Kuba Wojewódzki z wózkiem na antenie. Pokazał dziecko w swoim programie

Kuba Wojewódzki zelektryzował opinię publiczną, kiedy w marcu poinformował, że zostanie ojcem. Po kilku miesiącach spekulacji showman pojawił się w studiu swojego programu z wózkiem. Wyjął z niego dziecko i pokazał je publiczności. Czy to naprawdę jego syn? Tak dziennikarz odpowiedział Małgorzacie Rozenek-Majdan.

Kuba Wojewódzki ma dziecko?

W marcu, goszcząc w studiu „Dzień dobry TVN” przy okazji promocji programu „Mask Singer”, Kuba Wojewódzki ogłosił nowinę, która zelektryzowała opinię publiczną. Showman ujawnił wówczas, że jego dziewczyna jest w ciąży, a on sam w wieku 59 lat po raz pierwszy zostanie ojcem. Wyznanie dziennikarza odbiło się niezwykle szerokim echem, a internauci i portale plotkarskie zaczęli zastanawiać się, czy to rzeczywiście prawda, czy może jedynie kolejny dowcip Kuby.

Wojewódzki w ostatnich tygodniach nie dawał zapomnieć o swoim wyznaniu z początku marca i wciąż podsycał emocje kolejnymi publikacjami. Niedawno atmosferę podgrzała także Małgorzata Rozenek-Majdan. Nowa prowadząca „Dzień dobry TVN” w jednym z wpisów na Instagramie zasugerowała, że dziecko Kuby jest już na świecie.

Głęboko skrywaną tajemnicą TVN jest fakt, że „Dzień dobry TVN” miał ze mną prowadzić Kuba Wojewódzki. Odbyła się już nawet próba. (…) Była udana, produkcja zachwycona, choć nasze gaże mocno zawyżały koszty, to udałoby się je obniżyć, rezygnując z zapraszania gości, bo okazali się całkowicie zbędni. Jednak dla Kuby, świeżo upieczonego taty, rodzina jest na pierwszym miejscu, więc zrezygnował z tego niezwykle rozwijającego zawodowego wyzwania

– napisała.

Zapraszając na nowy odcinek programu Kuby z jej udziałem, Rozenek-Majdan dodała:

Całkowicie to rozumiem, bo na planie poznałam tego słodkiego szkraba. Też będziecie mieli szansę go zobaczyć

Kuba Wojewódzki – syn „Brajanek”

Zgodnie z obietnicą Małgorzaty dziennikarz rzeczywiście pojawił się we wtorkowym odcinku swojego programu z dzieckiem. Ale czy swoim? Kiedy wszedł do studia, ogłosił:

Zawsze mówiłem, że lubię czar czterech kółek. Z dzieckiem, jak z samochodem, wystarczy chwila nieuwagi i są kłopoty. Jak się okazało, że jestem ojcem, to zadzwonił do mnie Stanisław Tym i powiedział: „Wiesz co, Kuba, jest najgorsze w pierwszym dziecku? To, że jest”. Także Brajanek, tak cię powitano na świecie. Brajanek dobrze czuje się w studiu, jak ryba w wodzie, choć to nieaktualne powiedzenie…

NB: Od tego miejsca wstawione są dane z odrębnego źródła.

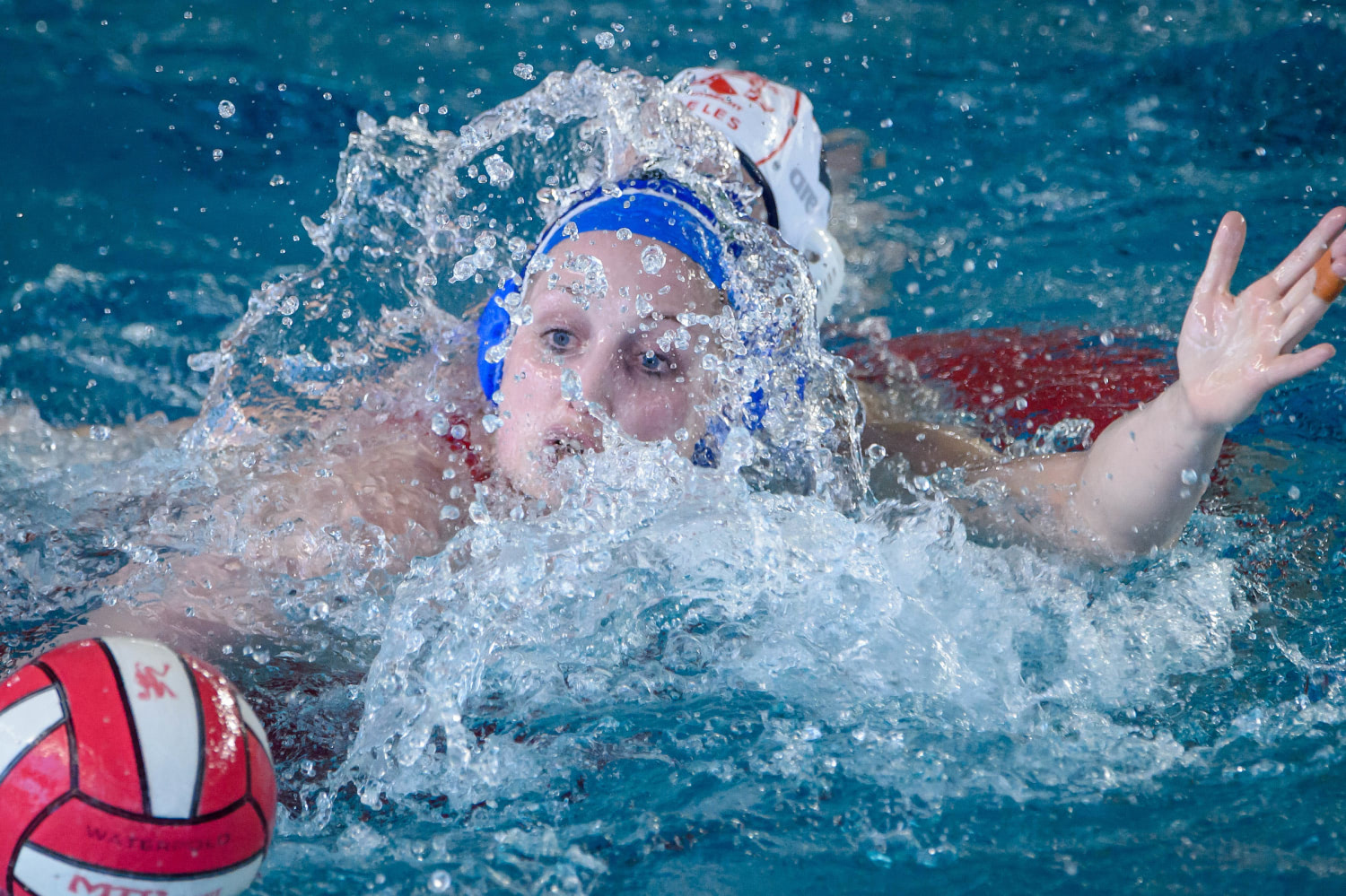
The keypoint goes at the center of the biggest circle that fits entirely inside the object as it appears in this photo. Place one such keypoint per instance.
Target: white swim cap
(774, 131)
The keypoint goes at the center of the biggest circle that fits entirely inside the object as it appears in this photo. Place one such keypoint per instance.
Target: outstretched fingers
(1303, 258)
(1289, 366)
(1221, 264)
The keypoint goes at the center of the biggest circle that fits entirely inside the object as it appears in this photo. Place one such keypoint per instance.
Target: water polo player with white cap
(781, 147)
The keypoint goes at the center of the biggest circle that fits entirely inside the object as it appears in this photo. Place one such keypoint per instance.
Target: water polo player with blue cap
(614, 309)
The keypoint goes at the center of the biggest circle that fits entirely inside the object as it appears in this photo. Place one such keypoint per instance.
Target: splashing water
(675, 654)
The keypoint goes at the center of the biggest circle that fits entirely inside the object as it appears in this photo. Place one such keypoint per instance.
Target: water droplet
(498, 171)
(653, 258)
(571, 387)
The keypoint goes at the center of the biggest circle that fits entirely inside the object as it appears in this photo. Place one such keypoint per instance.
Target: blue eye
(651, 362)
(559, 339)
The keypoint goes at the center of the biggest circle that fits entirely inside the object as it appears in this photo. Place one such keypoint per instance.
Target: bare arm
(1136, 487)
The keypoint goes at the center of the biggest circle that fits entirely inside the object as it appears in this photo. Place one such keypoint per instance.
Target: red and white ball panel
(129, 769)
(46, 874)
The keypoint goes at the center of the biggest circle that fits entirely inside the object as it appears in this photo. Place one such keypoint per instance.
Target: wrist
(1187, 413)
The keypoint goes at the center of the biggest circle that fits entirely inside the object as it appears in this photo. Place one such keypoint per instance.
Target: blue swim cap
(662, 210)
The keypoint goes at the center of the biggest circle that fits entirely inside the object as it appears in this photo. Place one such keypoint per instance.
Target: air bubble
(653, 260)
(498, 171)
(571, 387)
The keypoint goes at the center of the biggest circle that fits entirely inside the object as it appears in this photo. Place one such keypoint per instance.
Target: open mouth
(565, 446)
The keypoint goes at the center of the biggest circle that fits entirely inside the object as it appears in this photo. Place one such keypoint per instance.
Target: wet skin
(629, 366)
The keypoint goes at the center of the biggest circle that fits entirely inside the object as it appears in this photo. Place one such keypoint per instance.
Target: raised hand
(1235, 349)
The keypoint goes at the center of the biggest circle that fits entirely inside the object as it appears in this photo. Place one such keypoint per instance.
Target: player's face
(619, 352)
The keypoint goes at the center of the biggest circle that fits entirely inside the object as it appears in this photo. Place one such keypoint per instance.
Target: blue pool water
(699, 688)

Małgorzata Rozenek-Majdan, która wkrótce zasiadła na kanapie u Kuby, wciąż dopytywała dziennikarza, czy to naprawdę jego syn. Podobnie jak wielu internautów, i ona nie była pewna, jak interpretować wyznanie Wojewódzkiego o byciu ojcem. W odpowiedzi 59-latek kilkukrotnie zapewnił ją, że mówi prawdę, nie był jednak w stanie odmówić sobie żartów z „Brajanka”.